You were removing a screw and crack, it breaks. The head of the screw no longer obeys your screwdriver… Worse: the body of the screw is broken in two. How to continue your work with a screw stuck in its hole? Rest assured, there are several methods to successfully remove a broken screw. From the simplest to the most extreme, with or without a power tool…
The screw head protrudes a little from the hole…
The breakage occurred during the extraction and the head overflows a little. Luck is with you! You can try to grab it with multiple pliers. Once hooked by the pliers, gently turn the screw to extract it completely.
Always a little bit of penetrating oil
Extracting a jammed screw should be done gently, especially if it’s an old screw. The good idea is to start by spraying a little penetrating oil in the hole. By unsticking the elements, this product will facilitate the extraction, whatever the method used.
Screwdriver and rubber band: the winning duo
What is complicated in the case of a broken screw head is that your screwdriver no longer has a grip. Add a rubbery element to the head of the screwdriver; that may be enough to give you the PTO you’re missing. Put a simple flat rubber band on the end of the screwdriver, or whatever you have on hand (a piece of tire will do). Then insert the rubber head screwdriver into the screw head. Press well, so that the rubber adheres as much as possible. If the head of the screw is not too damaged, all you have to do is unscrew it quietly.
No screw resists a drop of strong glue
You can try this solution worthy of the D system. Put a drop of strong glue on the end of the remaining screw and stick an old screwdriver there, well aligned with the screw. Once the glue is dry, all you have to do is unscrew as normal using the screwdriver. The screw attached to the screwdriver will eventually leave its hole gently.
Create a slot in the screw head
Since the broken screw no longer obeys the screwdriver, you will have to be cunning… In your toolbox is probably a rotary cutter or a hacksaw? With this type of tool, you can cut a slot in the broken screw head, so that you can unscrew it with a flat screwdriver. All you have to do is unscrew it and you’re done.
Try the screwdriver
If you have a screwdriver, it can get you out of trouble. Use it to insert the broken screw head directly into it. After loosening the chuck, insert the screw head and tighten securely. In the unscrewing position, start gently, not too quickly. If the screw head is well attached, it can be unscrewed without any problem. For a better grip, you can add an elastic band or a piece of rubber between the chuck and the screw head. Its adherent power contributes to ensure your grip and to facilitate the extraction.
Your superhero: the screw extractor
You can of course use this tool. Specialist in broken screws, he leaves none at the bottom of the hole! Its reverse thread allows it to hook any screw, provided you choose the size of extractor corresponding to that of the broken screw. All you have to do is attach it like a normal bit to your electric screwdriver. Guaranteed result! If you have old screws to extract, it’s worth investing a few dollars in a set of screw extractors. We never know.

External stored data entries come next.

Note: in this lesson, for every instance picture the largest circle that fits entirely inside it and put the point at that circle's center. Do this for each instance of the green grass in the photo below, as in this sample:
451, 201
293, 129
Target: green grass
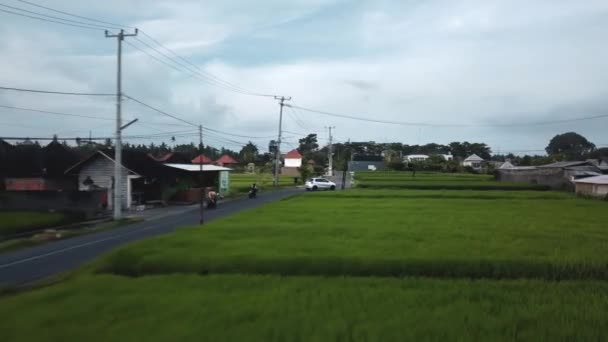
437, 181
20, 243
361, 265
357, 233
241, 182
270, 308
14, 222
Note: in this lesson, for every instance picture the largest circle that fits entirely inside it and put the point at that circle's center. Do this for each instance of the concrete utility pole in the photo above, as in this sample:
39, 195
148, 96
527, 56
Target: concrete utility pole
202, 176
118, 144
330, 153
277, 161
349, 155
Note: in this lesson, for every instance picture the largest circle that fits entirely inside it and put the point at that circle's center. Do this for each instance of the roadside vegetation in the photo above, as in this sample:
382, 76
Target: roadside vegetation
435, 181
241, 182
46, 237
14, 222
273, 308
368, 233
366, 264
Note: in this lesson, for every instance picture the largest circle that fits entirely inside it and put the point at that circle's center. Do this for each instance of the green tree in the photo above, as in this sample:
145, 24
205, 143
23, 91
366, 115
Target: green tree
308, 145
249, 153
570, 145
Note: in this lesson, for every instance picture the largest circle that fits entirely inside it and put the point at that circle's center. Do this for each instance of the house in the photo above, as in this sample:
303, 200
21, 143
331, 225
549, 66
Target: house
172, 157
366, 163
474, 161
293, 161
601, 163
6, 152
202, 159
416, 158
559, 175
30, 167
592, 186
226, 160
144, 178
293, 158
446, 157
217, 177
506, 165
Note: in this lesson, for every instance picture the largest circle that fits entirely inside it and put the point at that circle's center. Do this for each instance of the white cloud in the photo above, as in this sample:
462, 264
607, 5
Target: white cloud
434, 61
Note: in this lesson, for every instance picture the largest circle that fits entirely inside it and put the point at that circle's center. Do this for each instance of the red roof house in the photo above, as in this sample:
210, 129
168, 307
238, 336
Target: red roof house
172, 158
226, 160
293, 154
202, 159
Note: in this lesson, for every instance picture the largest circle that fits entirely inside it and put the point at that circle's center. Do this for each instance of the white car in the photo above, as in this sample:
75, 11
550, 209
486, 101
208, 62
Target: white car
314, 184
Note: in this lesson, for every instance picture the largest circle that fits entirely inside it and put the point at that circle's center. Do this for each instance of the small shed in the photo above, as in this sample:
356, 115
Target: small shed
416, 157
202, 159
592, 186
293, 159
226, 160
214, 175
473, 161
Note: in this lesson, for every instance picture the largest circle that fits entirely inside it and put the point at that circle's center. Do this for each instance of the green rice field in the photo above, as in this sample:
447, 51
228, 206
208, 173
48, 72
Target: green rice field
384, 264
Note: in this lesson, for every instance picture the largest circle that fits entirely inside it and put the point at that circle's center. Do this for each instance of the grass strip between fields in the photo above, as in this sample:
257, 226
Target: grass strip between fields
270, 308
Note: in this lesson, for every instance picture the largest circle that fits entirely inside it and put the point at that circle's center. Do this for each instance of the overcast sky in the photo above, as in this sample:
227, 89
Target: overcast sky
481, 63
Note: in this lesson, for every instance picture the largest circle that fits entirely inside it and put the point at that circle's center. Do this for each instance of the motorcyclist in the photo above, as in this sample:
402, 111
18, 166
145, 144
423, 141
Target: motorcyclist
212, 197
253, 191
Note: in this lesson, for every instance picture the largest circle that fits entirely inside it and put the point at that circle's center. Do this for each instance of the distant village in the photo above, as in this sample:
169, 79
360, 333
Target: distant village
82, 178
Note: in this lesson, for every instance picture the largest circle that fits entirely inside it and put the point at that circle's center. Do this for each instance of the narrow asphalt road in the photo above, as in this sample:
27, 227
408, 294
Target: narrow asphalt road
29, 265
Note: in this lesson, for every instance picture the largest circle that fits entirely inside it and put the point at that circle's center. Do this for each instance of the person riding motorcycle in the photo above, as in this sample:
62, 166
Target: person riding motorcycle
212, 198
253, 191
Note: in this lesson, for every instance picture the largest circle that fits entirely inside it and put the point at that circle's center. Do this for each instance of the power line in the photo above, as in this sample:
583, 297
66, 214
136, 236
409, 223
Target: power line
56, 113
160, 111
53, 17
203, 75
55, 92
402, 123
237, 135
183, 68
195, 66
74, 15
50, 20
193, 69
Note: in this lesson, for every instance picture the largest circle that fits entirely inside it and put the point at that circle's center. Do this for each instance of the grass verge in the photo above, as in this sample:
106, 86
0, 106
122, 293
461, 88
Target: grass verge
369, 236
20, 243
268, 308
13, 222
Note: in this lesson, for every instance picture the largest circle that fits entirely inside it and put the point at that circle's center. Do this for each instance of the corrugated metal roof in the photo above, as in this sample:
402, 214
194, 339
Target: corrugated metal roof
474, 157
201, 158
197, 167
603, 179
565, 164
293, 154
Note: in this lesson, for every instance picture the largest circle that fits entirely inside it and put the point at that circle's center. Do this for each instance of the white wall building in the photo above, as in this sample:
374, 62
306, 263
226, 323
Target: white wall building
416, 157
473, 161
293, 158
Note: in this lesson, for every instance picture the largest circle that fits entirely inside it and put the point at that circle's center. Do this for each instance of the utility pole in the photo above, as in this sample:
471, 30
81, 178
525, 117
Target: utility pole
347, 156
202, 177
118, 144
277, 161
330, 156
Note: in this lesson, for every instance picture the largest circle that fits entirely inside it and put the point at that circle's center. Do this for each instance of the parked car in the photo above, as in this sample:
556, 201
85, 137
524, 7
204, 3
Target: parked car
314, 184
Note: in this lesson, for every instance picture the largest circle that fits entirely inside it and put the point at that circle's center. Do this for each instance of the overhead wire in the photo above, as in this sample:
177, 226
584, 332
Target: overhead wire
73, 15
50, 20
54, 92
160, 111
403, 123
53, 17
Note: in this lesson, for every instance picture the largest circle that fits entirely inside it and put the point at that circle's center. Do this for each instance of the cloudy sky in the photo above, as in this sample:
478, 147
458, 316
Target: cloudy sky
476, 70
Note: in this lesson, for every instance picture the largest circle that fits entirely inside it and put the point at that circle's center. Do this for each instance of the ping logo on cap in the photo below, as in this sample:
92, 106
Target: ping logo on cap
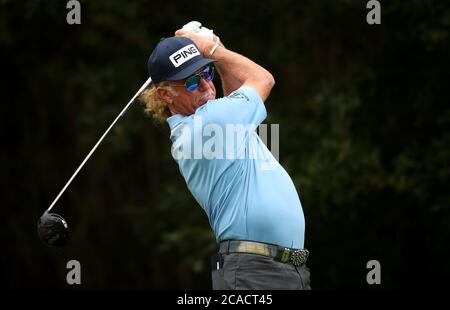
184, 54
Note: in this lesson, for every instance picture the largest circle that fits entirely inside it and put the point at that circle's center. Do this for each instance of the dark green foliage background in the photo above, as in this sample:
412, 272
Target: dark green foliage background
364, 133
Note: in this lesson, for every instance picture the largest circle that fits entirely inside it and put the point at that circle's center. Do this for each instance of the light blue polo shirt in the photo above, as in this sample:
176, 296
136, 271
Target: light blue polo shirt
245, 192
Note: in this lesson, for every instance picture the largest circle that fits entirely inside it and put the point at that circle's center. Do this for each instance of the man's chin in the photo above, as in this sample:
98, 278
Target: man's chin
203, 101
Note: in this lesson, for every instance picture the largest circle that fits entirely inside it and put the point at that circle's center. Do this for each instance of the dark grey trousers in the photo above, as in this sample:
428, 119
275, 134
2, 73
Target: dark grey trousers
241, 271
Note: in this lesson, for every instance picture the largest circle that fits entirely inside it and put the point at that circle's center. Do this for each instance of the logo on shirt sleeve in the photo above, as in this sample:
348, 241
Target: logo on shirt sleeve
237, 95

The impact screwdriver… has struck again!
This tool can be very useful in the event of a broken screw. To use an impact screwdriver, you also need a hammer (ohohooohoh!). Previously, made a notch in the screw using a grinder or a hacksaw for example. Make a nice, well-marked cut. In this notch, place the tip of the impact screwdriver. Hold it tight. With the hammer, tap on it, gently at first with short taps, then harder if necessary. The rotation combined with the hammer blows will loosen the screw. A few blows will be enough to be able to extract it quite easily.
In desperation: total destruction
Sometimes the screw is too broken to be extracted. If you have no other, you still have an extreme solution: destroy the screw in its hole. For this, equip your drill with a bit of the same size as the broken screw. Insert it into the hole and drill until the screw is reduced to dust.

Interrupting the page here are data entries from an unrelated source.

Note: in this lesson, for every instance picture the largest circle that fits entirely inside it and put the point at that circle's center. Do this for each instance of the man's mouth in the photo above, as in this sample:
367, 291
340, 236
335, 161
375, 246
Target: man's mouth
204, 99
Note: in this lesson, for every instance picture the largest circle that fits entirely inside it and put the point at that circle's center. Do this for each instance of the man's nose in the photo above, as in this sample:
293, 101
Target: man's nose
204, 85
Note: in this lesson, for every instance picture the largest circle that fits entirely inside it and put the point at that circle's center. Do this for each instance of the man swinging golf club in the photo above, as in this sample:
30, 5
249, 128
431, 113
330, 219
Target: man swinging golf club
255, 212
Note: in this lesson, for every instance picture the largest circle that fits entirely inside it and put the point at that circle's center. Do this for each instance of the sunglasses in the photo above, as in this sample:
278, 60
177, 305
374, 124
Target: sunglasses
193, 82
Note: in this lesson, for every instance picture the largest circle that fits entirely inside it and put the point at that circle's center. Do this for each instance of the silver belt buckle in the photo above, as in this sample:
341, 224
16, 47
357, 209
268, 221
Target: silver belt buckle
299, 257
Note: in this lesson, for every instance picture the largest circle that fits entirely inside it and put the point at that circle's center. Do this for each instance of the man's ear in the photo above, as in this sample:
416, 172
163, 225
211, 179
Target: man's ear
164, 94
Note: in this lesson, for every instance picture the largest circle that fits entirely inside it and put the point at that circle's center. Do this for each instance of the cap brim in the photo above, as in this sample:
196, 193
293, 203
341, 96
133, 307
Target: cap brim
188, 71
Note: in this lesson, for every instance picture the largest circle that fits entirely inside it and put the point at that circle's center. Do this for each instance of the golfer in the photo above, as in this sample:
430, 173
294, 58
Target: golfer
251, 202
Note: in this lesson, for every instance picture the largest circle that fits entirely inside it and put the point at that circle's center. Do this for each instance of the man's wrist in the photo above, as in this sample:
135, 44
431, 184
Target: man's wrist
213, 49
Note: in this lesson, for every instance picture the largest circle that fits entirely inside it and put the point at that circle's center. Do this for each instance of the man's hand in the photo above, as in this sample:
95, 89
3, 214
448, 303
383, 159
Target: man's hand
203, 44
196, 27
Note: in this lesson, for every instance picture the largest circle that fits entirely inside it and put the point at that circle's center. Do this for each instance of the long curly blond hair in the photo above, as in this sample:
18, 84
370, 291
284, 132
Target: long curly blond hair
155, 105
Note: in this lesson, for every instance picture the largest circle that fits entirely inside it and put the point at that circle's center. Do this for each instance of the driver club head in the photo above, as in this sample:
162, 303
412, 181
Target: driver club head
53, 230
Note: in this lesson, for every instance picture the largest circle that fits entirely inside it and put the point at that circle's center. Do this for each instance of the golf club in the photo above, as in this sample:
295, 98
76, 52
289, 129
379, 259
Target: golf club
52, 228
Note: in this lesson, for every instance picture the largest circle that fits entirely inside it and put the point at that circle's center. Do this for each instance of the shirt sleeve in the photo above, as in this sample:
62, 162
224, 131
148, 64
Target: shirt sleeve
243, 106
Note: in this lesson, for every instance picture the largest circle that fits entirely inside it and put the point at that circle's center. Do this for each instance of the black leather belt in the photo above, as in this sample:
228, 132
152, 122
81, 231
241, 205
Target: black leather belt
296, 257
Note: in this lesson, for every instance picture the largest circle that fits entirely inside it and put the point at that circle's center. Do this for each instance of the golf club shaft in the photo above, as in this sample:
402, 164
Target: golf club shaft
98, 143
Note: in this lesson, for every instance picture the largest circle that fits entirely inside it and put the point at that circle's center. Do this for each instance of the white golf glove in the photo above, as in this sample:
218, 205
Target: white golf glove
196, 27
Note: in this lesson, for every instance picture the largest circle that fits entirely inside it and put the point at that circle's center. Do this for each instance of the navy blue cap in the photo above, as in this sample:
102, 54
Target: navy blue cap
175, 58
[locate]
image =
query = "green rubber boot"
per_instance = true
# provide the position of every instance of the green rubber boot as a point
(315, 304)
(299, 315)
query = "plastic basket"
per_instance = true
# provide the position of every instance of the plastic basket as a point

The disadvantage of this technique is that the hole will enlarge slightly. You will need to use a slightly larger screw to replace the destroyed screw.

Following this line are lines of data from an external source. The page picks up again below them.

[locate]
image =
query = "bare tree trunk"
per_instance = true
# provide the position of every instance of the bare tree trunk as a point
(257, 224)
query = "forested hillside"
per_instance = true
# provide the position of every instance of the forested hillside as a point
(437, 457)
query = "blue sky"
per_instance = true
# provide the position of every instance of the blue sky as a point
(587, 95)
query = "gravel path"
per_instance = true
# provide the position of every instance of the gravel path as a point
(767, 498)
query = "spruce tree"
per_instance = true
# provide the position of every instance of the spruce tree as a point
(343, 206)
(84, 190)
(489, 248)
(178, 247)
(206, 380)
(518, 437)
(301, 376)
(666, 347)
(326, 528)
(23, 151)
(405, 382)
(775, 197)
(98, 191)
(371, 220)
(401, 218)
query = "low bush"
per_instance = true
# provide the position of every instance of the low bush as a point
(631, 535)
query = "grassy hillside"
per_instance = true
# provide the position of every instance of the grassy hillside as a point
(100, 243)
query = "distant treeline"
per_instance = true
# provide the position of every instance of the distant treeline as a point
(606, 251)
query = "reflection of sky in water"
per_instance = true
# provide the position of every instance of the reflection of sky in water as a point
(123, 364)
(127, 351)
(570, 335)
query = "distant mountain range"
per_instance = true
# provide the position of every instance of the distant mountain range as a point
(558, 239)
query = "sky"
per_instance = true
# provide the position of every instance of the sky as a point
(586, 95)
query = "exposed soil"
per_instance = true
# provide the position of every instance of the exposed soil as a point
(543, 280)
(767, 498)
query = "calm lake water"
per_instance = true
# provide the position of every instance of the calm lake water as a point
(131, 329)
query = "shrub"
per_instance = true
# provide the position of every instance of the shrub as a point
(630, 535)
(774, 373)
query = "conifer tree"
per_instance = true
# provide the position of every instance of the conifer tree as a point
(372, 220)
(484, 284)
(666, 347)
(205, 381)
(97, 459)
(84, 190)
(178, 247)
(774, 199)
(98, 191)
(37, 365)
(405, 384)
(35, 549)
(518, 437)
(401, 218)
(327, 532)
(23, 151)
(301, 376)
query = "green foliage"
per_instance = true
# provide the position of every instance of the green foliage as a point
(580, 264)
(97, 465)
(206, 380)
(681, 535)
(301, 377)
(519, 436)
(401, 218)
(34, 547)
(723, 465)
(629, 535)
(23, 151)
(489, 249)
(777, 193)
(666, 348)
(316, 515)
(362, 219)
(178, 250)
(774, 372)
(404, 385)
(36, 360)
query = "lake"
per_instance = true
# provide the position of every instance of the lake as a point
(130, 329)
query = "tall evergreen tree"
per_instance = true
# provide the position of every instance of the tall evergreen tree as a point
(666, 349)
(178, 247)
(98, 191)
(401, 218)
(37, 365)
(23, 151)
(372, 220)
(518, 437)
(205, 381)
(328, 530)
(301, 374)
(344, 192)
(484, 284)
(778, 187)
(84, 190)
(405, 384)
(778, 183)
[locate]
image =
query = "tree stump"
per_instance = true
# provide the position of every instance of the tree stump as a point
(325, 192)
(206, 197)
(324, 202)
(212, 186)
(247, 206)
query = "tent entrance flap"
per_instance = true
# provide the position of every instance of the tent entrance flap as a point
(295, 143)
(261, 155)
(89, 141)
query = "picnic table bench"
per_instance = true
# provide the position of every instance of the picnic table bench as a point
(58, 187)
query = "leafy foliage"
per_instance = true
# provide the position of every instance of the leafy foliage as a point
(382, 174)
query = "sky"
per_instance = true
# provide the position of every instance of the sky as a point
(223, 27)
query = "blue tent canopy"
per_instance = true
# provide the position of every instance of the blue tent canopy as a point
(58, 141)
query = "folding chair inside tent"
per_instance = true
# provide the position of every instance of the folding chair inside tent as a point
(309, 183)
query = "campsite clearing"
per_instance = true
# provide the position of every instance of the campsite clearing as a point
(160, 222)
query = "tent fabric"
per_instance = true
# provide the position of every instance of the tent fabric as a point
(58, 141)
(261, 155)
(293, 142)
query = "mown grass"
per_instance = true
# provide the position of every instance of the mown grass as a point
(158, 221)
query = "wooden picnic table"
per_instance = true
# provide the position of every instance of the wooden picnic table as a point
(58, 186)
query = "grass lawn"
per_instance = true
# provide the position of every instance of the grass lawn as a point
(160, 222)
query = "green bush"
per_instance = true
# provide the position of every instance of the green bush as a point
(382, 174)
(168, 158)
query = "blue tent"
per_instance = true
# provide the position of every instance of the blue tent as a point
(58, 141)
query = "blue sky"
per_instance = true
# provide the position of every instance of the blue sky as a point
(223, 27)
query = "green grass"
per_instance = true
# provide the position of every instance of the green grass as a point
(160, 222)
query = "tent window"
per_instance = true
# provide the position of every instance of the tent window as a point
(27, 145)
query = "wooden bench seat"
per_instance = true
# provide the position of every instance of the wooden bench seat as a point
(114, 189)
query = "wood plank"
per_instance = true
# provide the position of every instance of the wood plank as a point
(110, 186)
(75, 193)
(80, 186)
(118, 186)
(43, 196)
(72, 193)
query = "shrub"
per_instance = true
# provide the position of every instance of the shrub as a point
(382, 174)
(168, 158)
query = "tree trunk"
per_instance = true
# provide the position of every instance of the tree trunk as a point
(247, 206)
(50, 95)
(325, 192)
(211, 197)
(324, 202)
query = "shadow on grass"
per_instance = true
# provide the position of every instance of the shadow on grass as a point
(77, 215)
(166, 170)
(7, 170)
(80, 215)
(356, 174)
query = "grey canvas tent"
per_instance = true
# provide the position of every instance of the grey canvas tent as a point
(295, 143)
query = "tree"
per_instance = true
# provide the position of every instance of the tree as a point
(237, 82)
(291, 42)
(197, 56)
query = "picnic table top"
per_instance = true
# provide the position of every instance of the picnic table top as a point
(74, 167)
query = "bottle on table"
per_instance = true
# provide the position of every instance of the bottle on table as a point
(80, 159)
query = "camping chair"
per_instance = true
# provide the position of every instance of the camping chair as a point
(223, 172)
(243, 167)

If the hole has become really too large, do not hesitate to plug it with wood putty. It will then be necessary to redo a pilot hole with a drill, a little smaller than the screw. For a 3 mm screw, make a 2 mm pilot hole. Do not drive a screw directly into the wood filler, otherwise you will break it too!
Tip 1: How to avoid breaking an old screw?
An old screw, sometimes a little rusty, is particularly difficult to remove. Do not try to loosen it directly. Start by tightening it a quarter turn, to make it move gently in its cabin. Once unstuck, you can then gently unscrew it. This simple precaution will prevent you from breaking the screws weakened by time.
Tip 2: How to prevent screw breakage?
You can prevent future breakage of your screws in a very simple way. You just need to rub the screw thread with tallow grease before screwing in. When you dismantle your door or your piece of furniture in ten or fifteen years, the screw protected by the layer of fat will be easy to extract. You can even use candle wax for the same purpose, this gives you an opportunity to recycle small candle ends.